DEX + CEX = Hybrid. The Future of Crypto Trading

Written by darcycudmore3 | Published 2018/12/04
Tech Story Tags: bitcoin | cryptocurrency | trading

TLDRvia the TL;DR App

There is an ongoing rivalry between centralized and decentralized cryptocurrency exchanges. At the moment, the majority of top exchanges like Binance, Bitfinex, BitStamp, Huobi, Kraken etc are centralized. They’re easier to use, place less pressure on the customer and some of them offer compatibility with fiat currencies. While there’s a lot to shout about, there are also serious concerns around security and trust that lead some traders to turn to a less user-friendly decentralized alternative.

It can be hard to know where to place your faith as a crypto investor. Should you look for the exchange you think is least likely to be hacked? Or how about the exchange with the highest trading volume? Let’s take a look at some of the features associated with the current offering and ponder where the industry might turn next.

Centralized exchange features

Cryptocurrencies and the blockchains behind them are intended to be open-source initiatives where the community holds the power as opposed to one central owner (Like a government or bank). Therefore, it’s fair to argue that centralized exchanges represent a shift from that ideology, with consumers placing their faith in one profit-minded authority. Alongside concerns around whether or not they fall in line with the community vision, centralized exchanges also raise fears around security and safety of funds. Cyber attacks are prevalent in the crypto world and the exchanges mentioned above are prime targets.

On the other hand, these exchanges are popular because they represent convenience. No need to worry about remembering your private key or where you left your USB cables and offline wallet. There’s also a stronger UX focus and greater trading volumes to consider.

Decentralized exchange features

Decentralized exchanges fall more in line with the ‘we don’t need a middleman’ ethos that the crypto world is built upon. They don’t rely on a third party service to hold consumer funds, offering automated peer to peer trades. A decentralized exchange is considered more secure because they run on decentralized nodes, meaning that one central system cannot be hacked. Other benefits include anonymity (no need to upload countless documents to verify who you are) and no trading fees.

Too good to be true, right? Yes, sadly. A secure, anonymous, peer to peer service does come with its drawbacks — clunky offline wallet configurations, low liquidity, poor user experience, and low trading volumes to name a few.

The future of crypto exchanges

So where do we turn? In a world hungry for innovation, hybrid exchanges could be the answer. Cryptocurrency traders need a platform which can protect their assets and personal data whilst providing a user-friendly experience. One innovative technology startup, DINNGO, has set a goal to revolutionize the industry by providing just that.

DINNGO has come up with an innovative way to solve the problems that exist in the market today.

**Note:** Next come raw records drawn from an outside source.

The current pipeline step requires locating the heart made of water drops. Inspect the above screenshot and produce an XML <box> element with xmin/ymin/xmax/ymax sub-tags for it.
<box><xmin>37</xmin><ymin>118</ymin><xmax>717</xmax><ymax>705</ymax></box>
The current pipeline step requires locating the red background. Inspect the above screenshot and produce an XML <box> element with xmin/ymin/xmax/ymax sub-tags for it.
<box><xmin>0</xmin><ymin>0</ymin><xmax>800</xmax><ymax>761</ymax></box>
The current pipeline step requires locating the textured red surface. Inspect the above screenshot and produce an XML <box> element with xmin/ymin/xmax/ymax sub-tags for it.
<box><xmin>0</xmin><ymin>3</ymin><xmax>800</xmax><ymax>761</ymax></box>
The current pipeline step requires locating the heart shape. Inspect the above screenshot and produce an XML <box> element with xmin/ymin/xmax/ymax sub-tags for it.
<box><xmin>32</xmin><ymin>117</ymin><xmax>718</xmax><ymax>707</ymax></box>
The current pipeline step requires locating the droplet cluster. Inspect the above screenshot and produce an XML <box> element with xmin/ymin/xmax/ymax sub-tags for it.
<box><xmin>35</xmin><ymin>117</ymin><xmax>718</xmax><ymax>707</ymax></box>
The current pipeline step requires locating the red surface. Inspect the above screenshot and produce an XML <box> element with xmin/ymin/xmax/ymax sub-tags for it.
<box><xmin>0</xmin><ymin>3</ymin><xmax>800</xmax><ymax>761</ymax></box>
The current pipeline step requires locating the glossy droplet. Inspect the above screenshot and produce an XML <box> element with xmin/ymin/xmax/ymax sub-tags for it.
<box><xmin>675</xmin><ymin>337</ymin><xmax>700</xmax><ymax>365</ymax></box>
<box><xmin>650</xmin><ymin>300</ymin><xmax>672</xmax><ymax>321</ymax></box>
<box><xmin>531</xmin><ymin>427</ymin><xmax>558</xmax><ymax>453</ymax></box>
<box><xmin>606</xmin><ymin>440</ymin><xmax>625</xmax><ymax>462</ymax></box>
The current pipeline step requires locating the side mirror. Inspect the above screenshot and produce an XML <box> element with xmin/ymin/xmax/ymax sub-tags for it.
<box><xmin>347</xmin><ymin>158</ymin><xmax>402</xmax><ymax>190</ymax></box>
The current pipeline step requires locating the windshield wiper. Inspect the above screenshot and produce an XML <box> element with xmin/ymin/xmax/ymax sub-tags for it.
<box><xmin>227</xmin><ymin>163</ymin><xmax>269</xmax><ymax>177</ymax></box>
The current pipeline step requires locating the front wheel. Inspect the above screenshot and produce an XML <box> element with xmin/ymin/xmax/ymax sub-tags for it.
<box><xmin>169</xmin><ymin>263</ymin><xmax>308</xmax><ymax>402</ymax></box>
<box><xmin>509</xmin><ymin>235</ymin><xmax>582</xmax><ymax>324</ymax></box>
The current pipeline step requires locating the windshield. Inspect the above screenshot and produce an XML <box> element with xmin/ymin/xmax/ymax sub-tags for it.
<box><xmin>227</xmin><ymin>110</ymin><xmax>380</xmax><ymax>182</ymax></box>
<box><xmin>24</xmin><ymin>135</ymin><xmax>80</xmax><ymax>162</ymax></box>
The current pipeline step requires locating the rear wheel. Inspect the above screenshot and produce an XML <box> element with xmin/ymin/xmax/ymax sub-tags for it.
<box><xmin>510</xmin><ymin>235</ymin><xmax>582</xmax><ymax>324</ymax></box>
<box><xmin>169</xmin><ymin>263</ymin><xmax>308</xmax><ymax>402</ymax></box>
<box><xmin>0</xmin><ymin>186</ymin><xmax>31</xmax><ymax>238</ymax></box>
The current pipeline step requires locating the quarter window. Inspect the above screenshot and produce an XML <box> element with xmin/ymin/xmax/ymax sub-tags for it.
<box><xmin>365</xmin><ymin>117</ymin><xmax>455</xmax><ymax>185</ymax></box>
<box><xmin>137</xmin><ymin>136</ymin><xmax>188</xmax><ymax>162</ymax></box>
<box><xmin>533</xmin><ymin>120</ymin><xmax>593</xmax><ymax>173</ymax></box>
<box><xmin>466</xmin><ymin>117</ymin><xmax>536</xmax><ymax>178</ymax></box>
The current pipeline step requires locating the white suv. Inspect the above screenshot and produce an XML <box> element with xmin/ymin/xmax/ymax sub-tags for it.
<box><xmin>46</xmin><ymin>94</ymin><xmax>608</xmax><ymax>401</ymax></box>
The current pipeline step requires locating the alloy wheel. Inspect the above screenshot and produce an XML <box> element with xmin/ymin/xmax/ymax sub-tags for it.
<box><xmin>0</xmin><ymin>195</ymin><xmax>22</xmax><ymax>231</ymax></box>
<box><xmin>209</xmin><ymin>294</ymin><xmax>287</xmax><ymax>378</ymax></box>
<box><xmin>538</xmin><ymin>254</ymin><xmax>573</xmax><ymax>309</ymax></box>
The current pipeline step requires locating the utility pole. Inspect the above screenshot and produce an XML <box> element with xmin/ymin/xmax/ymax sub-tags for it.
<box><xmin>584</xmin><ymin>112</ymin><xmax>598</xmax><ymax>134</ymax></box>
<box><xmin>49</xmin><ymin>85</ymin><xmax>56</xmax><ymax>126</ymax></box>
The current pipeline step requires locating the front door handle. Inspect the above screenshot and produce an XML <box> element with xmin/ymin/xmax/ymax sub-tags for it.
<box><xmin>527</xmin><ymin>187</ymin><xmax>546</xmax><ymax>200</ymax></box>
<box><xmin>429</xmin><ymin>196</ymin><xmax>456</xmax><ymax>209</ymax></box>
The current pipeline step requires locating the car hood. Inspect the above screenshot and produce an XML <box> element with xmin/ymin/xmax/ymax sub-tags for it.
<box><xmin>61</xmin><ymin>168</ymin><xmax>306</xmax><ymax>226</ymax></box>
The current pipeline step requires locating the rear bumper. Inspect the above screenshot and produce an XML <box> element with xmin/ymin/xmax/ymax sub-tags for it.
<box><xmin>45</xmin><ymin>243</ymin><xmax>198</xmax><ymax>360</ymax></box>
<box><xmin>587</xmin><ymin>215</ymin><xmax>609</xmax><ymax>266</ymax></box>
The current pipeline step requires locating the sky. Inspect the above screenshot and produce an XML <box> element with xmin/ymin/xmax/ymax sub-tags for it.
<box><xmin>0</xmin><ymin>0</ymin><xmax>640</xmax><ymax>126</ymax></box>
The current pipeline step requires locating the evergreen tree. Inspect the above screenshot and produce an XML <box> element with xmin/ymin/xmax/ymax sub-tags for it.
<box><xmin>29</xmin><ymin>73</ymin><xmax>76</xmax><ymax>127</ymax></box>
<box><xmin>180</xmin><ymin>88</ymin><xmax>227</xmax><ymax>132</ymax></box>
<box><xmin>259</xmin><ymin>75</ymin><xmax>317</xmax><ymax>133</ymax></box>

● Their credit card shaped cold wallet allows you to store your digital currencies offline and connect them to the DINNGO exchange via seamless Bluetooth integration.

● The customized trading interface provides all the benefits associated with a centralized design.

● Cross-chain trading. DINNGO will support trading tokens between different protocols.

We know it’s a profitable industry, you only need to look at the success of Binance to see that, but it’s an industry that’s going to have to adapt if we are to see long-term mass adoption. Hybrid exchanges look like they could be the solution the industry needs.